GAM: Please tell us all about your sweet Macie.
SDM: Macie was one of those angel babies you hear about – she came out of the womb so calm, so chill. While my first born had been a bit more needy, Macie had an ease about her right from the start. She rarely cried, slept great, hit all of her milestones right on time and brought us so much happiness.
When we went into her six-month check-up, she passed everything with flying colors until I pointed out a small bruise on her belly that had been there for three weeks with no explanation. To be safe, the doctor did a quick prick on her heel to get a simple blood test and she wouldn’t stop bleeding. After quickly reviewing the blood test results, he told me to call my husband and said there was a treatment team ready to meet us at UNC. That day, Macie was diagnosed as one of the youngest acute myeloid leukemia (AML) patients they’d seen. After four months of intense treatment, my Macie caught a cold that quickly spiraled into serious bowel problems that required emergency surgery. Her little body just couldn’t take it anymore and we lost her on August 5, 2005.
Even in the hospital under the worst of circumstances, Macie made us smile every day.

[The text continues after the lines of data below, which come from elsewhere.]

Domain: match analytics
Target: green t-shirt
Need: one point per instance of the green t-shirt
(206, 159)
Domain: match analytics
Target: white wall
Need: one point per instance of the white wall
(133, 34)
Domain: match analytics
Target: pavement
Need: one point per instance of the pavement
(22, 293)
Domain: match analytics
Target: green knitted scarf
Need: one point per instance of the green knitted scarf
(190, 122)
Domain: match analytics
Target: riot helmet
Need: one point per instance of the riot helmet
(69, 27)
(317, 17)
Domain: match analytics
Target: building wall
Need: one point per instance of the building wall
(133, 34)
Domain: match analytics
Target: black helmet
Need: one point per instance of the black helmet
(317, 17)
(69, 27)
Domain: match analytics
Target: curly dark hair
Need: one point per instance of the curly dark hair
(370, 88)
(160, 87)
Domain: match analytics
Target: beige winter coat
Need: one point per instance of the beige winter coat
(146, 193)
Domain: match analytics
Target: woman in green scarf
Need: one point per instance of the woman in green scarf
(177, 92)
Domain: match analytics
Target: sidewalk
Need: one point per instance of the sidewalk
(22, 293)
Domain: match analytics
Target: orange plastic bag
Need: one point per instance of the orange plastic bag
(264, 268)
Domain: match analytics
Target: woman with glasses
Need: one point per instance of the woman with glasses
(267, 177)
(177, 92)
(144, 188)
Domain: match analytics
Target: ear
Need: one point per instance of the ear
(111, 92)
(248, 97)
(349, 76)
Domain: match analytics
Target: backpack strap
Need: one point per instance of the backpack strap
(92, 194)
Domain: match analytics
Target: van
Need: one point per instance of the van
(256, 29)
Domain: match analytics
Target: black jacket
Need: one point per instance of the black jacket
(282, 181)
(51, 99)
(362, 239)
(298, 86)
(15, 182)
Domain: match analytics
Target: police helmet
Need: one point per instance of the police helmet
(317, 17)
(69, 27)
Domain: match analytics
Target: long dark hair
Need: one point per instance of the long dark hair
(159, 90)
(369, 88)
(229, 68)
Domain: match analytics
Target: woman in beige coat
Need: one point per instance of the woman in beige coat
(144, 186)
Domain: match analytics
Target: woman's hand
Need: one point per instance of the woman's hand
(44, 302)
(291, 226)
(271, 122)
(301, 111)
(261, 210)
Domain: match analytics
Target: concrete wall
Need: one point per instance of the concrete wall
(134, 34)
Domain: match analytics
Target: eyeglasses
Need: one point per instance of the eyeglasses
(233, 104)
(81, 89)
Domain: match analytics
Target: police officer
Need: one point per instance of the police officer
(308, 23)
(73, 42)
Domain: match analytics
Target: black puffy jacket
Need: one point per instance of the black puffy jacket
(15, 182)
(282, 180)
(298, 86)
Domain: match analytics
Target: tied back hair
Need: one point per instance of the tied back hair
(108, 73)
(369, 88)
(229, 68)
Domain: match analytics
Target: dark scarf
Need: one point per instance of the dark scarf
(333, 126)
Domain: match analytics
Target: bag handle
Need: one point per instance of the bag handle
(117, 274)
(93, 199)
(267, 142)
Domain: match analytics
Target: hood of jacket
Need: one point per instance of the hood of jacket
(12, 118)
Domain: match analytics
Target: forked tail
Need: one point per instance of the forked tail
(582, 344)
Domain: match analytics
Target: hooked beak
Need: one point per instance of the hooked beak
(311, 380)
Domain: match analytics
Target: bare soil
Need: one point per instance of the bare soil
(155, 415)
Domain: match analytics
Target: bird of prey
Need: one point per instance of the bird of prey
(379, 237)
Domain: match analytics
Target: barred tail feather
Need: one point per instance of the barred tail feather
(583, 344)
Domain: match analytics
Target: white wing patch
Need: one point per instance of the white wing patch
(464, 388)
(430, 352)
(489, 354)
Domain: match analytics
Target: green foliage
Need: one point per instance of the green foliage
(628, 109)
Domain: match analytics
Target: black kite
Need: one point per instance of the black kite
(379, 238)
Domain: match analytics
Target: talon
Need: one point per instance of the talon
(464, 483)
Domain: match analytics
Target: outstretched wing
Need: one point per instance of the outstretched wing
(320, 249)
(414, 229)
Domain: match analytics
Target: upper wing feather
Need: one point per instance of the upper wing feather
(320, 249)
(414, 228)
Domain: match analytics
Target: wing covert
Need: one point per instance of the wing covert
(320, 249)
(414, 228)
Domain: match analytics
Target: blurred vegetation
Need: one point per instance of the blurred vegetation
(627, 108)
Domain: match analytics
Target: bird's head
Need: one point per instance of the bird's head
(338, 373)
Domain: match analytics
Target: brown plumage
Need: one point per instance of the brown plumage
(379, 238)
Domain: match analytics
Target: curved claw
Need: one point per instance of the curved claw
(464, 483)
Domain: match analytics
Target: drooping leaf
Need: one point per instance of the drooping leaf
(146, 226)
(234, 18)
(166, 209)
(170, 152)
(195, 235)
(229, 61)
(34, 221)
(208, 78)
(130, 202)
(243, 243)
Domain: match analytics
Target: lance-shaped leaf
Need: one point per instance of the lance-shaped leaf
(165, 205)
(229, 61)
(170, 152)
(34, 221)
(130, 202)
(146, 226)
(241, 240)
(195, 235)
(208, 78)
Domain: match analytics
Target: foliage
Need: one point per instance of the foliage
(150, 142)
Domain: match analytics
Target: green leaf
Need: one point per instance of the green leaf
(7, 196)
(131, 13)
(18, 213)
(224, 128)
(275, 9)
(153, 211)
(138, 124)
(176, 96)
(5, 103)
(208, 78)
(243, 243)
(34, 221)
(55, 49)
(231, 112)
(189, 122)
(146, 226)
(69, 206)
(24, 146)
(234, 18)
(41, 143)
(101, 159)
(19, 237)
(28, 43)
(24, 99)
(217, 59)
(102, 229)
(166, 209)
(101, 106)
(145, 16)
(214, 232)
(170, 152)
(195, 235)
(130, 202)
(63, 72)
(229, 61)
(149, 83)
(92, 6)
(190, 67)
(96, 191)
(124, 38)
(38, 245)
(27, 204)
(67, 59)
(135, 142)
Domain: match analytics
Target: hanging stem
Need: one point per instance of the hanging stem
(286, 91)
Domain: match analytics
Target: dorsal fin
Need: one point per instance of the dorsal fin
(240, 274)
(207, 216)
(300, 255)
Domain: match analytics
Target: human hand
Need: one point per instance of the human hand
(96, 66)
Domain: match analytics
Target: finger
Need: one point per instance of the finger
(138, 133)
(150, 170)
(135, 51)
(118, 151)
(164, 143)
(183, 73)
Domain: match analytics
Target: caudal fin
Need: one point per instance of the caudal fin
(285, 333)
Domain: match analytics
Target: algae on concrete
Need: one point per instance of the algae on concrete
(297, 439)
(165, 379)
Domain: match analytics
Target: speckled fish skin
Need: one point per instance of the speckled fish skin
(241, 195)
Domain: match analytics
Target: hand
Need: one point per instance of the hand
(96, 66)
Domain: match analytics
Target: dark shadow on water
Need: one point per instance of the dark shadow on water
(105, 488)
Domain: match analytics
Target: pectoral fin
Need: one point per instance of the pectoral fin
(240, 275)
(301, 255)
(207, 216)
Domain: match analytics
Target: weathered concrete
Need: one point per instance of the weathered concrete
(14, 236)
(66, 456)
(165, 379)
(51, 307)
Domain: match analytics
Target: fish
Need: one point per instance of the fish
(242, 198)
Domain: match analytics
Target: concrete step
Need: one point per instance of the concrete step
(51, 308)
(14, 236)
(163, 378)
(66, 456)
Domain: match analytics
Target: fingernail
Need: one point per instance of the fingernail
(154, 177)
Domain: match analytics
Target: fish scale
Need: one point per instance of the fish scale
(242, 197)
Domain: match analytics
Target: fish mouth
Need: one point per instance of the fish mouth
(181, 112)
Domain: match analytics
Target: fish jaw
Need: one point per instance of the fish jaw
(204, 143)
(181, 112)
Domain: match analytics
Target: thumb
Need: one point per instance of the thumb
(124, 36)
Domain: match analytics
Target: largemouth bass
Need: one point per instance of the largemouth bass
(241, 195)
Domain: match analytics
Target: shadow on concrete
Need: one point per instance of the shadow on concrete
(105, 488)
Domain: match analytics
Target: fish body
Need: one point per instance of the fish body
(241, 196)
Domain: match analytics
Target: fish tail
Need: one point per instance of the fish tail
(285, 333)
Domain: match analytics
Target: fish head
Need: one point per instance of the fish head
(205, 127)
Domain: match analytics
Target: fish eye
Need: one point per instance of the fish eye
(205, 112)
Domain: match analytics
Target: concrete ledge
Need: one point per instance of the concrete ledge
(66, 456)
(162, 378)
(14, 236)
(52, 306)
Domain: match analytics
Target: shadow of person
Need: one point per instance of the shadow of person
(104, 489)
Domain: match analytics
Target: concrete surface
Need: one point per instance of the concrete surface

When my son, Conner would walk in the room, her face would light up with joy and smiles. She tolerated her therapy with a calm strength you don’t see in many cancer patients. And she would get wild! In the middle of the night while we were at UNC, Macie would wake up and start dancing in her crib. On two such occasions, she’d look at me and just rip her feeding tubes out – with a little nod to acknowledge it was naughty and we’d both just laugh. That was my Macie! And, thank you for asking.